Honoré de Balzac era de tal maneira viciado em café, que precisava de beber 50 chávenas por dia para conseguir trabalhar. E quando não o podia beber, moía os grãos de café e comia-os.

Franz Kafka tinha uma verdadeira obsessão pelo corpo e pela prática do nudismo. Comia pouco, sobretudo vegetais, só usava roupas leves e dormia de janelas abertas, mesmo durante os rigorosos invernos de Praga.

Haruki Murakami adotou uma rotina de correr dez quilómetros e/ou nadar 1500 metros todos os dias.

Isabel Allende começa a escrever todos os seus romances a 8 de janeiro. O que começou por ser uma superstição passou a ser um hábito que a obriga a ter uma data fixa para começar a escrever.

Truman Capote nunca começava ou acabava o seu trabalho às sextas-feiras, mudava de quarto de hotel se o número de telefone do quarto tivesse 13, e nunca tinha mais que três beatas no cinzeiro.

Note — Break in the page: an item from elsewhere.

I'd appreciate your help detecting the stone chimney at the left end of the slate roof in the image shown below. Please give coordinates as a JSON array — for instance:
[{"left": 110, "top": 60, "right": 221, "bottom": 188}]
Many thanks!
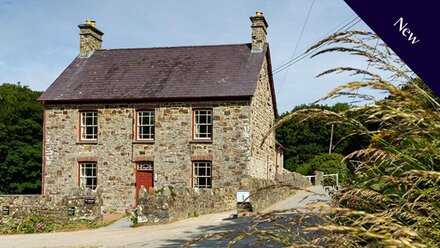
[{"left": 78, "top": 20, "right": 104, "bottom": 58}]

Stephen King é um adepto do treino diário e, todas as manhãs caminha 3 a 5 km. Durante o trajeto, define o que vai escrever naquele dia. Quando chega a casa, bebe um copo de água gelada e, a partir das 8h30, começa a trabalhar. Cumpre religiosamente um ritual de produção: todos os dias tem de escrever, pelo menos, dez páginas.

Pablo Neruda só conseguia escrever com canetas de tinta verde. Durante a Guerra Civil Espanhola (1936-1939), deixou um poema inacabado só porque o seu stock de canetas verdes acabou.

Agatha Christie nunca escreveu sentada à secretária, nem tão pouco na sala ou no quarto. O seu local de inspiração para os célebres crimes e mistérios era a banheira, que enchia com água quente, improvisava um tampo para apoiar a máquina de escrever e ali produzia as suas histórias, enquanto comia maçãs.

Hans Christian Andersen tinha verdadeiro pavor de ser sepultado vivo. O medo era tanto, que quando esteve gravemente doente deixou um bilhete na cabeceira da cama a avisar que apenas parecia morto. Para garantir que não seria enterrado vivo, o escritor dinamarquês chegou ao ponto de pedir que lhe cortassem uma artéria antes de o sepultarem.

 


 

Muitos podem considerar certas manias como loucura, outros não se importam.

E você, acha que foram os vícios e manias que influenciaram os escritores ou foi a escrita que influenciou os seus excessos?